En France, le gouvernement a toujours refusé de tirer les leçons des révélations Snowden ou de l’arrêt de la CJUE. Au contraire, ces derniers mois ont vu l’adoption des nouvelles législations d’exception, avec non seulement la LPM mais aussi la loi de novembre 2014 de lutte contre le terrorisme. Alors que les crimes odieux au Moyen-Orient et en Afrique ou les attentats meurtriers des 7 et 9 janvier dernier sont actuellement l’objet d’une honteuse instrumentalisation sécuritaire, avec des appels à l’élargissement de la surveillance et à la criminalisation du chiffrement des communications, il est grand temps qu’en France aussi ce débat puisse avoir lieu, à la fois dans l’espace public et devant les juridictions.

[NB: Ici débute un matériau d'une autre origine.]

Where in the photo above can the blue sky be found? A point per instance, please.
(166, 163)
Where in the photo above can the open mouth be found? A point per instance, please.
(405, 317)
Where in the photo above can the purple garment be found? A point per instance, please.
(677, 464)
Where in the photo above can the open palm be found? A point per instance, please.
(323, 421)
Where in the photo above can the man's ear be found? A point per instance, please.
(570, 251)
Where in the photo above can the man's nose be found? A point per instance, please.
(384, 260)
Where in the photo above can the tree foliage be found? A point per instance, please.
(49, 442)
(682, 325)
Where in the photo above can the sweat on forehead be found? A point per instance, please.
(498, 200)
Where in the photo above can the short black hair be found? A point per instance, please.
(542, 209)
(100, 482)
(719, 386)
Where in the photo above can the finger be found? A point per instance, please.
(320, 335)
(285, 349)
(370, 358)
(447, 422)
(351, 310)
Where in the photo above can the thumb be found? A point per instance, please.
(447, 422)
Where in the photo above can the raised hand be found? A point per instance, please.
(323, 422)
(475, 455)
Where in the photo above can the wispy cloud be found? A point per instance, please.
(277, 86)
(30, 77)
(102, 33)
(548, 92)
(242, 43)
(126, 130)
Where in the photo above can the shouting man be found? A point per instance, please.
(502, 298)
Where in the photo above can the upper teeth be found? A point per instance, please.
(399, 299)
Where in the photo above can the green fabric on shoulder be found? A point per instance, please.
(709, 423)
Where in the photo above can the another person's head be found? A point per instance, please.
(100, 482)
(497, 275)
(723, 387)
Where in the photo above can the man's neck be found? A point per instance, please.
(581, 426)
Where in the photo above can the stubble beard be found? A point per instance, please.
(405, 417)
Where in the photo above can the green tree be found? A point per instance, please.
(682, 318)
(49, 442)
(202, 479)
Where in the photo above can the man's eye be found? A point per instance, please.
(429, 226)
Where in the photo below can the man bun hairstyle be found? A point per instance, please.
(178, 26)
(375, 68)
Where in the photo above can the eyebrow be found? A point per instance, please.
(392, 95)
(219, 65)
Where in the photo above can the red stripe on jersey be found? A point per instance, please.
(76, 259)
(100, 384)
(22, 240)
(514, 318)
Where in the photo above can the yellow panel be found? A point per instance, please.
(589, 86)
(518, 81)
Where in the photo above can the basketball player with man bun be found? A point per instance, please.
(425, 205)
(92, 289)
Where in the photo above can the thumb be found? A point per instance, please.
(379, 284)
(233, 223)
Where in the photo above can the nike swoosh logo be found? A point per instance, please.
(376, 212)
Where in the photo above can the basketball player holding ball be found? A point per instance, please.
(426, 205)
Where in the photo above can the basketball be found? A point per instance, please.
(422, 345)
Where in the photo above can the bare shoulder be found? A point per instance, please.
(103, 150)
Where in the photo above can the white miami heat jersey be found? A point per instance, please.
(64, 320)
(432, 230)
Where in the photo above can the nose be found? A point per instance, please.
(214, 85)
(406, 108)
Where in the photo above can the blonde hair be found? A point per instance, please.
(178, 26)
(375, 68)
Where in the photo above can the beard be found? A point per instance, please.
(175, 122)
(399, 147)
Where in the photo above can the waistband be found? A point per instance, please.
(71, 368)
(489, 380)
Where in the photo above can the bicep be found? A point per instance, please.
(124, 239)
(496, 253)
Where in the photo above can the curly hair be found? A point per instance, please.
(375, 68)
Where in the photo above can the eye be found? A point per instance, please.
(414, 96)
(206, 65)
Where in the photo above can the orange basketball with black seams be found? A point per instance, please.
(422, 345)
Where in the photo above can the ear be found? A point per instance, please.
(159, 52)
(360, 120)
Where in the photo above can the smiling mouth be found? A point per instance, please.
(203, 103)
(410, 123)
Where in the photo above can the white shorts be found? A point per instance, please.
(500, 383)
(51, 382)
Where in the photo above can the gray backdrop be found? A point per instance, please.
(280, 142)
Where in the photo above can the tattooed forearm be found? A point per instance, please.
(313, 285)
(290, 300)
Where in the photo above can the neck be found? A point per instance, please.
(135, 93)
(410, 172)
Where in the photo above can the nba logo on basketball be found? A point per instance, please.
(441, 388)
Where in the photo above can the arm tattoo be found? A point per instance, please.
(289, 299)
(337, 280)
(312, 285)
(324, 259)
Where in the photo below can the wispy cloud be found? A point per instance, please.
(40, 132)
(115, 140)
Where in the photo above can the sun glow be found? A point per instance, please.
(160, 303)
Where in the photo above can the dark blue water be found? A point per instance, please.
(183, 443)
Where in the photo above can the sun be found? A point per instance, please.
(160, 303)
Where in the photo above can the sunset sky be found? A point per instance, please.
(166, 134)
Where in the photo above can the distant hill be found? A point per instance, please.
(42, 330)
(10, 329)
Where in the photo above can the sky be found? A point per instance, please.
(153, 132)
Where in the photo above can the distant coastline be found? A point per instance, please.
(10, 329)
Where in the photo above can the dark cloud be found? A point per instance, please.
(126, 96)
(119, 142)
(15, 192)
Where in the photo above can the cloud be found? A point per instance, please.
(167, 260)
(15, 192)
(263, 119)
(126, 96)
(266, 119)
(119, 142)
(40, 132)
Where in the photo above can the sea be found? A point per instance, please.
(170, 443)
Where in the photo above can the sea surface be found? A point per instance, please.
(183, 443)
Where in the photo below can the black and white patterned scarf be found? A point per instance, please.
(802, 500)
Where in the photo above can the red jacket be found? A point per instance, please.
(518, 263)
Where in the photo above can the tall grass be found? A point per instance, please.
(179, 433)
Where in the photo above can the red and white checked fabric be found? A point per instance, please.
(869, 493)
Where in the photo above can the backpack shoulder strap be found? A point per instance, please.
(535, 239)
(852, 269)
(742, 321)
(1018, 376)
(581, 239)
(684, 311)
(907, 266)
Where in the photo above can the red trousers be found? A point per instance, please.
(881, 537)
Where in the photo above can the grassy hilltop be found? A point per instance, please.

La police et la justice doivent évidemment faire leur travail, mais de manière proportionnée et dans le respect de l’État de droit. C’est le sens de ce recours conjoint déposé aujourd’hui devant le Conseil d’État — le premier porté directement par La Quadrature du Net, dont les statuts prévoient depuis 2013 qu’elle peut agir en justice pour défendre les droits fondamentaux des citoyens dans l’espace numérique. À terme, ce recours permettra non seulement de saisir le Conseil constitutionnel, puisque la LPM n’a fait l’objet d’aucun contrôle de constitutionnalité, mais également de confronter le droit français existant à la jurisprudence européenne du 8 avril 2014, ainsi qu’à celle de la CEDH.